Madame, en vérité, c'est juger de travers,
Mon poëme n'est fait que pour coudre leurs vers.
Louis de Cahusac, contemporain de Gresset et l'un des auteurs féconds de cette époque, donna aux Français deux tragédies: Pharamond et le Comte de Warwick, toutes deux fort médiocres, et deux comédies: Zéneïde et l'Algérien.
Zéneïde, en un acte, en vers libres, jouée en 1743, eut du succès et le méritait; c'est une jolie comédie attribuée à plusieurs personnes, mais qui semble bien réellement de Cahusac. L'Algérien ou les Muses comédiennes, comédie-ballet en trois actes, en vers libres, représentée en 1744, est une pièce de circonstance, composée à l'occasion du rétablissement de la santé de Louis le Bien-Aimé. Cette pièce causa, un jour, une sorte de tumulte. Boindin était à côté de Piron:—«Voyez donc, dit-il à son voisin, combien il y a peu d'ordre à la Comédie-Française.—Ne m'en parlez pas, reprit Piron, c'est une vieille... fille qui a perdu...» (il lui dit le dernier mot à l'oreille).
Au milieu du dix-huitième siècle vivaient trois auteurs du nom de Rousseau; le plus fameux, Jean-Jacques, s'étant intitulé de Genève, on donna au second, Jean-Baptiste, qu'on appela aussi le grand Rousseau, le surnom de Paris; alors le troisième, qui était né à Toulouse, Pierre Rousseau, prit pour sobriquet le nom de sa ville natale.

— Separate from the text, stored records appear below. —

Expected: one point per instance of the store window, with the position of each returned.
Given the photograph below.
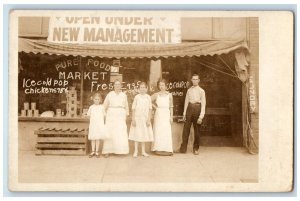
(66, 83)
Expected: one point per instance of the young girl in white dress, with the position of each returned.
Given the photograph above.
(116, 105)
(141, 129)
(163, 118)
(97, 129)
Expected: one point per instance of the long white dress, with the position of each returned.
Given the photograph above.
(141, 132)
(97, 129)
(116, 124)
(162, 126)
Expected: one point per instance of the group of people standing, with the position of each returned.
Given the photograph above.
(108, 120)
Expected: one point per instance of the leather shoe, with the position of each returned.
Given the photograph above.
(178, 151)
(196, 152)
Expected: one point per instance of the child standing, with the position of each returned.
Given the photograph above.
(97, 129)
(141, 129)
(163, 119)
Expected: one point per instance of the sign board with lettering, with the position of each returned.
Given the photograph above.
(115, 29)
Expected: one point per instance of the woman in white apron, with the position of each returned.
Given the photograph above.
(163, 118)
(117, 108)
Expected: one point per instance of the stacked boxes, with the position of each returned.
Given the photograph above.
(72, 102)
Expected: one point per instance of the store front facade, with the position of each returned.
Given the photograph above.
(47, 71)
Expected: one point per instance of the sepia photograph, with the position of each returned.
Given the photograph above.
(136, 101)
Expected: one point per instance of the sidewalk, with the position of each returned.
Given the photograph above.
(213, 164)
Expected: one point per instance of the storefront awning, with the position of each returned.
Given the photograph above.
(131, 51)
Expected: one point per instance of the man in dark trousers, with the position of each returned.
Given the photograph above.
(194, 111)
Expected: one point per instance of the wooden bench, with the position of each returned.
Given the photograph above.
(54, 141)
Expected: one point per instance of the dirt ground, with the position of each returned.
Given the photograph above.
(213, 164)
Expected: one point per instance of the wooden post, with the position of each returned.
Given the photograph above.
(81, 85)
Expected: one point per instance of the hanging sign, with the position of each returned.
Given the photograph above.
(115, 29)
(252, 94)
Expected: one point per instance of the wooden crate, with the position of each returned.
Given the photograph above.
(53, 141)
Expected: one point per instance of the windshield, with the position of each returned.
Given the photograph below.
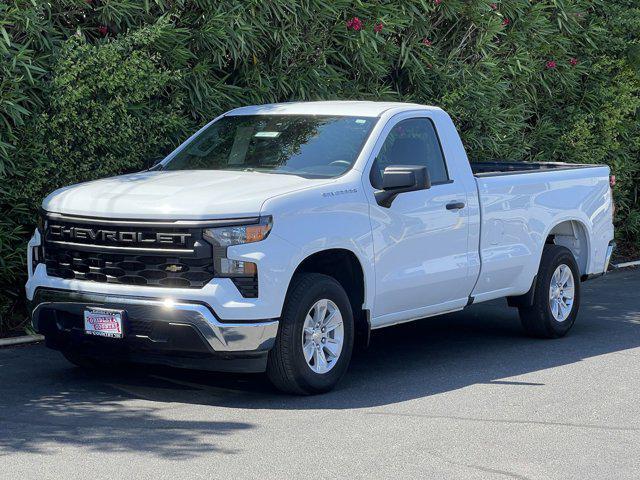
(305, 145)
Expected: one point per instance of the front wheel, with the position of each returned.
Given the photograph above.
(315, 339)
(557, 295)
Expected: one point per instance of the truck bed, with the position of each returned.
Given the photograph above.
(488, 169)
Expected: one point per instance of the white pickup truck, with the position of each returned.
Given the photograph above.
(279, 235)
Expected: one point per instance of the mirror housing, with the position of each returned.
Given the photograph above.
(401, 179)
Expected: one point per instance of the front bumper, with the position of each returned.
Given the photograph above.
(152, 325)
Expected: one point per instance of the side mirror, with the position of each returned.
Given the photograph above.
(401, 179)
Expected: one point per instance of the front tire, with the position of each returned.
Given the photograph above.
(557, 295)
(315, 339)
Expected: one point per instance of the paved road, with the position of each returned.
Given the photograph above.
(461, 396)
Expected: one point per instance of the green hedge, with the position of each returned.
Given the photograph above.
(90, 88)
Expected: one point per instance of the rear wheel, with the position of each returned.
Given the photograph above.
(557, 295)
(315, 339)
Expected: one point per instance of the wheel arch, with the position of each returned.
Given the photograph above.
(347, 269)
(573, 234)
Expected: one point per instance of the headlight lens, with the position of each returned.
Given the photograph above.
(239, 234)
(223, 237)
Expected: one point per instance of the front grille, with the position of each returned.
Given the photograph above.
(155, 256)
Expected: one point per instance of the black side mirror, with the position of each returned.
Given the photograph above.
(401, 179)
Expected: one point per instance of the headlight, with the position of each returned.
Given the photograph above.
(238, 234)
(223, 237)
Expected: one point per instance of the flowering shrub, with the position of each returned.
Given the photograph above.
(95, 88)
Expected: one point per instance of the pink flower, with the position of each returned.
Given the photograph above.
(355, 24)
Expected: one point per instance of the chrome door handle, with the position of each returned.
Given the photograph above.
(455, 205)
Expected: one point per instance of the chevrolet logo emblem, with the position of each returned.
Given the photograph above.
(174, 268)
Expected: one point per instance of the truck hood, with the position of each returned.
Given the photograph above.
(181, 195)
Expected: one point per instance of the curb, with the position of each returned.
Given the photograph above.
(5, 342)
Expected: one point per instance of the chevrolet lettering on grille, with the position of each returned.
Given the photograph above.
(61, 233)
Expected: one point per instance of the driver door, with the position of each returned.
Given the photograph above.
(420, 241)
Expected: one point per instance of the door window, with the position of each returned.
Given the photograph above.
(414, 142)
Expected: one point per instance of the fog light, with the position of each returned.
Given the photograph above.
(237, 267)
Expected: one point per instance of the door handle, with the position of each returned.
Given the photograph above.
(455, 205)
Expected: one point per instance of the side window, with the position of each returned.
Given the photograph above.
(414, 142)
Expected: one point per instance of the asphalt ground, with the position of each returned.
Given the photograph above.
(465, 395)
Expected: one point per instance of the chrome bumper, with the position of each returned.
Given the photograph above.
(220, 336)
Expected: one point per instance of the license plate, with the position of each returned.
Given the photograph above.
(103, 323)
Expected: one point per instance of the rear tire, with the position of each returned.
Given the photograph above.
(557, 295)
(315, 339)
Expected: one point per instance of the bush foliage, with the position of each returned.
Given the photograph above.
(91, 88)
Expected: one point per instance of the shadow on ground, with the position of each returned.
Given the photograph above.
(122, 411)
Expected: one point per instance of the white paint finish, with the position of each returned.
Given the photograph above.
(421, 248)
(341, 107)
(418, 259)
(184, 195)
(519, 212)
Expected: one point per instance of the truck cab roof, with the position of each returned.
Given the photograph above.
(339, 107)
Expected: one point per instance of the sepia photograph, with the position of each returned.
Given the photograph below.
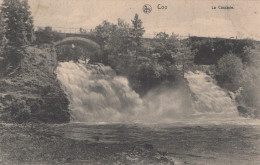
(129, 82)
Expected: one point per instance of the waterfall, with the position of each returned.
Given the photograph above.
(97, 94)
(211, 101)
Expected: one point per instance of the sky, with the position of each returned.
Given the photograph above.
(183, 17)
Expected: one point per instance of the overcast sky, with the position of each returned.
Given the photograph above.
(194, 17)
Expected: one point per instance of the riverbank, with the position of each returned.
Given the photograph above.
(30, 90)
(79, 143)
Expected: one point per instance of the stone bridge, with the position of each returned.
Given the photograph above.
(78, 40)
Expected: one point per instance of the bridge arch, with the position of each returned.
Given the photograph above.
(87, 43)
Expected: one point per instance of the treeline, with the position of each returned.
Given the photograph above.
(235, 66)
(146, 62)
(16, 31)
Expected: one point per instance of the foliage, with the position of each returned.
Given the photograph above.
(208, 50)
(45, 35)
(18, 21)
(165, 46)
(137, 32)
(20, 111)
(230, 72)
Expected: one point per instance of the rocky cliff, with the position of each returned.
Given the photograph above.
(31, 92)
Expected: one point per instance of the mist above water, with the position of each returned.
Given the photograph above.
(97, 94)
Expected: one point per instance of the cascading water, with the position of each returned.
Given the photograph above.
(211, 100)
(98, 95)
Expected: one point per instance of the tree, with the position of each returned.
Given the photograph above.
(28, 21)
(165, 46)
(137, 32)
(18, 21)
(2, 32)
(230, 72)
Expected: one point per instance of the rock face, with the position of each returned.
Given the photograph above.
(31, 91)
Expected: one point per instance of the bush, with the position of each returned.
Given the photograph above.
(229, 72)
(20, 111)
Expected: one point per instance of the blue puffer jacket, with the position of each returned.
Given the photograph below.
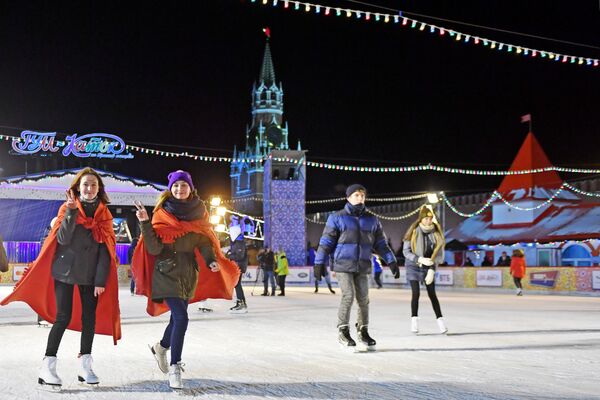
(352, 235)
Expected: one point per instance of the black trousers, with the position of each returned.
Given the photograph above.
(64, 309)
(414, 304)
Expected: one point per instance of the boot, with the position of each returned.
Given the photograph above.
(414, 324)
(48, 374)
(175, 371)
(86, 374)
(160, 354)
(344, 337)
(442, 325)
(365, 342)
(240, 307)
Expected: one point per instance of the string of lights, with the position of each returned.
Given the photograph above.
(351, 168)
(442, 32)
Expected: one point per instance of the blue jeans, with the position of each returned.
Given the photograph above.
(353, 284)
(269, 276)
(175, 332)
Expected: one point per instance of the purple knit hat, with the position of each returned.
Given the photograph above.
(180, 175)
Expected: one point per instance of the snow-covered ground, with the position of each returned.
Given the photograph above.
(499, 347)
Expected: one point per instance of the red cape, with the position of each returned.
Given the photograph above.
(36, 287)
(211, 285)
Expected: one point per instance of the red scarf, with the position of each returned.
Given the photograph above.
(36, 287)
(213, 285)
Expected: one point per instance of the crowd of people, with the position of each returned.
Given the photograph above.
(178, 260)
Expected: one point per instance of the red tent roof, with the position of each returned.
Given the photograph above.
(530, 156)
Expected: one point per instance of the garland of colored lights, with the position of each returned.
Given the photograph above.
(334, 200)
(414, 168)
(574, 189)
(452, 34)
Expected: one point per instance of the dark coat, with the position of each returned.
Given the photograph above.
(352, 237)
(176, 269)
(79, 259)
(239, 254)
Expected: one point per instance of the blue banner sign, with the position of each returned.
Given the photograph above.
(94, 145)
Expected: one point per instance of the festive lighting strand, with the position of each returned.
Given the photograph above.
(545, 203)
(574, 189)
(337, 167)
(394, 218)
(522, 51)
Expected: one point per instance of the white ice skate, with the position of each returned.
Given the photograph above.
(414, 325)
(160, 354)
(48, 375)
(86, 373)
(442, 325)
(175, 371)
(239, 308)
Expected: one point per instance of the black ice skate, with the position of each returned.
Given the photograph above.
(365, 342)
(345, 339)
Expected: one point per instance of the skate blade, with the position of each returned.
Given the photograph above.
(49, 387)
(82, 380)
(363, 348)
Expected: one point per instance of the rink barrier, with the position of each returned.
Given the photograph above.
(561, 279)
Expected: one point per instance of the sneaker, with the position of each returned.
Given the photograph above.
(442, 325)
(344, 337)
(365, 342)
(175, 371)
(160, 354)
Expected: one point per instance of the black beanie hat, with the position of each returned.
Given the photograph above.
(354, 188)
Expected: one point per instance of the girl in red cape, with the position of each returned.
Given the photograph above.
(79, 256)
(178, 261)
(517, 269)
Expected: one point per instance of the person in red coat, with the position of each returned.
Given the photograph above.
(517, 269)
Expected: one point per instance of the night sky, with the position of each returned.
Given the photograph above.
(359, 93)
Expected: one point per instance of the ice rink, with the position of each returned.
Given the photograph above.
(499, 346)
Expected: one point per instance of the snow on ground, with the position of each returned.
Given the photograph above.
(499, 347)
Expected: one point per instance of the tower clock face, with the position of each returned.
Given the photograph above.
(274, 136)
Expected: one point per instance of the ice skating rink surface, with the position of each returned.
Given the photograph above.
(499, 346)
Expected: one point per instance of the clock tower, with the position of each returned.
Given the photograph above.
(266, 132)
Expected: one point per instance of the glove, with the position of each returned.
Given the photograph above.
(395, 270)
(430, 276)
(425, 261)
(318, 271)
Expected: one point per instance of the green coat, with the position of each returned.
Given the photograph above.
(179, 278)
(282, 264)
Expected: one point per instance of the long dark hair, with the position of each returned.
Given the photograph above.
(88, 171)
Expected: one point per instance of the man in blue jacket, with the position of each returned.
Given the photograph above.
(352, 235)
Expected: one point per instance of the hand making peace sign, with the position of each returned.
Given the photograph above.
(71, 199)
(141, 212)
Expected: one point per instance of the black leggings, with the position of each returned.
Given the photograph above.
(518, 282)
(64, 309)
(416, 291)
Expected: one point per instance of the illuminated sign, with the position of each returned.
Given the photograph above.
(93, 145)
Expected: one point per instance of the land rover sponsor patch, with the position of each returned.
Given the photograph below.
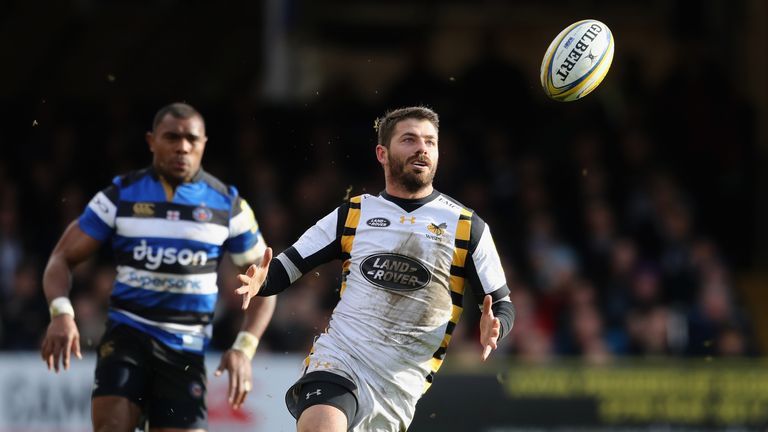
(395, 271)
(378, 222)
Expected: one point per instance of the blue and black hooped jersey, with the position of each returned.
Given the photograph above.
(168, 244)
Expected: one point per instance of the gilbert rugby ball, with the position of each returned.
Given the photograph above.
(577, 60)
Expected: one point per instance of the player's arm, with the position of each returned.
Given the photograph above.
(486, 276)
(318, 245)
(80, 240)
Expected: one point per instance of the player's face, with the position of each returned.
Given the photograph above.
(177, 146)
(412, 155)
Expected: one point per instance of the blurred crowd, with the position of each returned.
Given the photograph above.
(619, 218)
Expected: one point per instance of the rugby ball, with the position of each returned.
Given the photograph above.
(577, 60)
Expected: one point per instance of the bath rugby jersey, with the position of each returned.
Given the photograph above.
(167, 244)
(406, 264)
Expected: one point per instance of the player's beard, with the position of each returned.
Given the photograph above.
(411, 181)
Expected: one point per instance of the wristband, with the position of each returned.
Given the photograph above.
(61, 306)
(247, 343)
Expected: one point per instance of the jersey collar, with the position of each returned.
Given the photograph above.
(195, 178)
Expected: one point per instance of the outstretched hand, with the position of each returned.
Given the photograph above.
(61, 340)
(490, 327)
(237, 364)
(253, 279)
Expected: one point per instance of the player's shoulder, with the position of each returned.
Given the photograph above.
(463, 210)
(218, 186)
(451, 202)
(127, 179)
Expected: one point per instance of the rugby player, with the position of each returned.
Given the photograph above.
(408, 254)
(169, 225)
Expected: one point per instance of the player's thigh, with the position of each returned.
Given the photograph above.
(120, 380)
(322, 418)
(114, 414)
(177, 390)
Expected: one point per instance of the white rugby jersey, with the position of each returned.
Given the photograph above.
(405, 266)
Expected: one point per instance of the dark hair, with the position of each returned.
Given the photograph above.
(386, 125)
(178, 110)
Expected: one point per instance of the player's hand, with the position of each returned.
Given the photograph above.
(254, 278)
(489, 328)
(236, 363)
(61, 340)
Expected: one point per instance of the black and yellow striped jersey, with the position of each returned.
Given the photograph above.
(406, 264)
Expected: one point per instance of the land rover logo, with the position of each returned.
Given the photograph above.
(378, 222)
(396, 272)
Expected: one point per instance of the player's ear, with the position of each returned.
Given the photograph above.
(150, 138)
(381, 153)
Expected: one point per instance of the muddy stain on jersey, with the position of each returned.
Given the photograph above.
(417, 318)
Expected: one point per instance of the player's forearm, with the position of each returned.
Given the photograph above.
(258, 315)
(57, 278)
(277, 279)
(504, 310)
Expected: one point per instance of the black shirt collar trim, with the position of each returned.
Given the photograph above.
(410, 205)
(195, 178)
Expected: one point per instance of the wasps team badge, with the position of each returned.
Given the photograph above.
(437, 230)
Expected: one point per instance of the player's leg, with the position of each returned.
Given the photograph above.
(120, 381)
(177, 390)
(323, 402)
(114, 414)
(322, 418)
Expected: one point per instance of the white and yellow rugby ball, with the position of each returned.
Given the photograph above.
(577, 60)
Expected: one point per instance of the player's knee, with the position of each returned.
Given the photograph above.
(322, 418)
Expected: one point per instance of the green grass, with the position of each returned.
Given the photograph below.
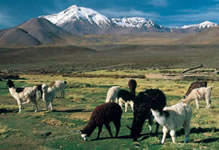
(60, 129)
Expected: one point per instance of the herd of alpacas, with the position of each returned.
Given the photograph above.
(31, 94)
(149, 104)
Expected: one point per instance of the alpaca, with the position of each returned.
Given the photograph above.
(198, 94)
(103, 115)
(39, 92)
(141, 113)
(171, 118)
(48, 96)
(132, 84)
(23, 95)
(59, 85)
(195, 85)
(126, 97)
(112, 94)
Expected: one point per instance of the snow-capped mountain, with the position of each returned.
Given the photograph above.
(80, 20)
(205, 24)
(75, 13)
(134, 22)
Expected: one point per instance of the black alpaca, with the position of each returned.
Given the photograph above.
(103, 115)
(142, 111)
(127, 97)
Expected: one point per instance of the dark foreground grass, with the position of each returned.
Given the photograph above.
(60, 129)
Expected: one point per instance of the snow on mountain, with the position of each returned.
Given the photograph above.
(80, 20)
(136, 22)
(205, 24)
(75, 13)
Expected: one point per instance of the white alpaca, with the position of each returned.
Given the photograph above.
(173, 117)
(59, 85)
(198, 94)
(112, 94)
(48, 96)
(23, 95)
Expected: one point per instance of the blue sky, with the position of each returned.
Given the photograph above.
(164, 12)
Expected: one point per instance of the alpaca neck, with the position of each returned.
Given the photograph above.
(133, 92)
(188, 99)
(89, 129)
(12, 91)
(159, 116)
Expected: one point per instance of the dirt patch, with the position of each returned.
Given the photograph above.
(162, 76)
(83, 116)
(52, 122)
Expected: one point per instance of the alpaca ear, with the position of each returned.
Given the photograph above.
(129, 128)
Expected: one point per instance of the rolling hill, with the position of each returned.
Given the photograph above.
(208, 37)
(33, 32)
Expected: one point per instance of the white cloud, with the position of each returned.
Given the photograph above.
(6, 20)
(128, 13)
(158, 3)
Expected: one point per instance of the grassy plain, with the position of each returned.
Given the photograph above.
(60, 129)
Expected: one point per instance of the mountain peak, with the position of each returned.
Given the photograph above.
(73, 13)
(137, 22)
(202, 25)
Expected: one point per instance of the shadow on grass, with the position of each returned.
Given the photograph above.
(3, 110)
(119, 137)
(198, 130)
(71, 110)
(209, 140)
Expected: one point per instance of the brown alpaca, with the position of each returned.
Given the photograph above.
(103, 115)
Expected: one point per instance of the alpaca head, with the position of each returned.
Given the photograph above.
(157, 99)
(141, 112)
(132, 84)
(84, 136)
(44, 87)
(144, 101)
(10, 84)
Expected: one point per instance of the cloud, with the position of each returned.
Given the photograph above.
(158, 3)
(128, 13)
(6, 20)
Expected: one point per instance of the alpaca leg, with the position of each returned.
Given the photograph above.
(187, 131)
(165, 131)
(120, 102)
(50, 106)
(197, 103)
(116, 100)
(108, 128)
(126, 106)
(157, 127)
(132, 105)
(150, 122)
(173, 135)
(117, 125)
(208, 101)
(19, 105)
(35, 104)
(47, 105)
(99, 131)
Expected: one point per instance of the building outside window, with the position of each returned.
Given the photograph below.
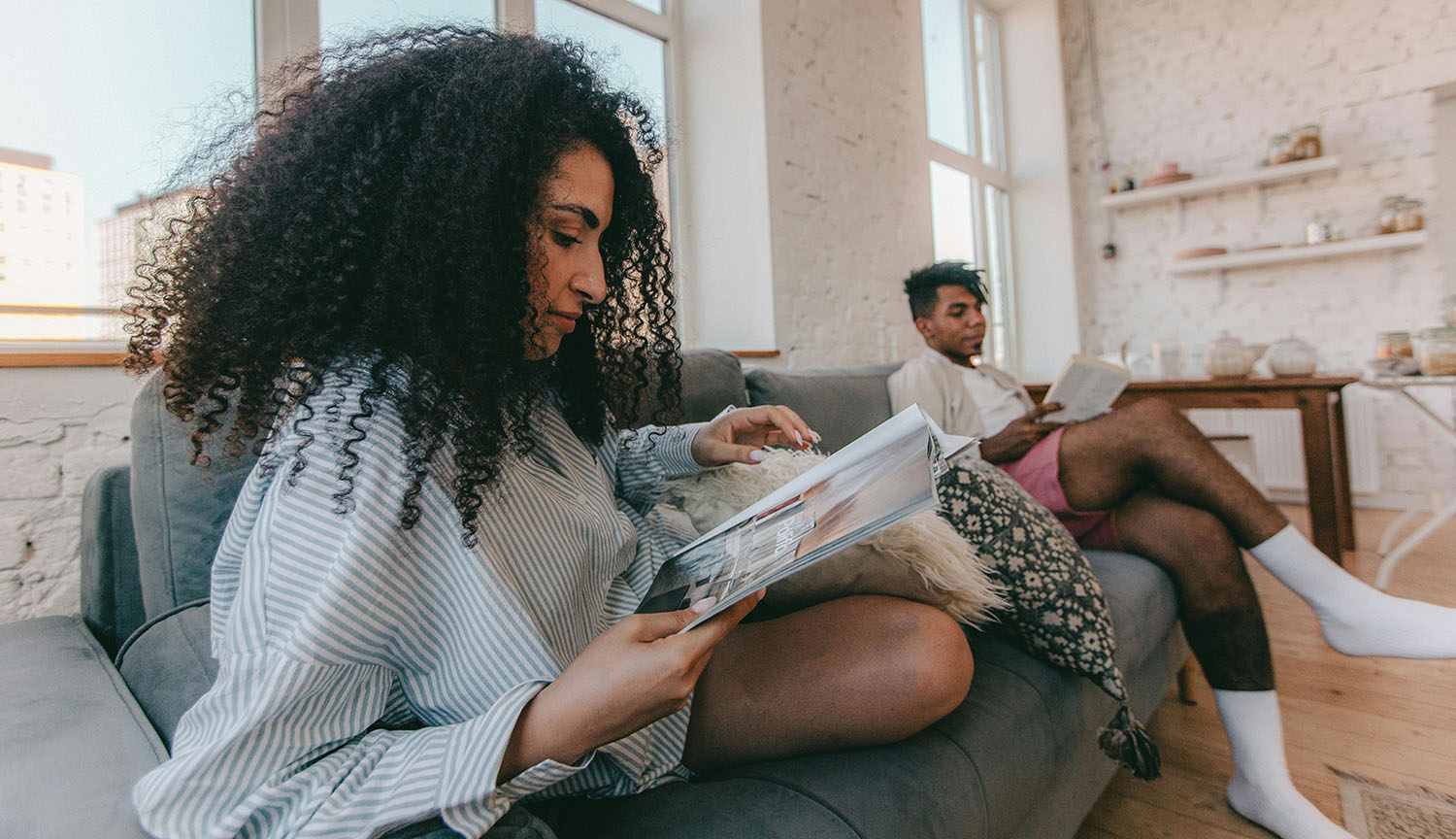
(86, 169)
(970, 203)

Ce dernier composa quelques jolies comédies qui furent presque toutes jouées, dans le principe, chez le duc de Chartres, plus tard duc d'Orléans. L'une d'elles, les Méprises, en un acte, en vers libres avec divertissement, représentée en 1754, avait été annoncée ainsi dans les Petites-Affiches de Paris: Les Méprises, comédie par Pierre Rousseau, citoyen de Toulouse. On fit aussitôt une épigramme sur les trois Rousseau, épigramme sanglante pour Pierre et Jean-Jacques.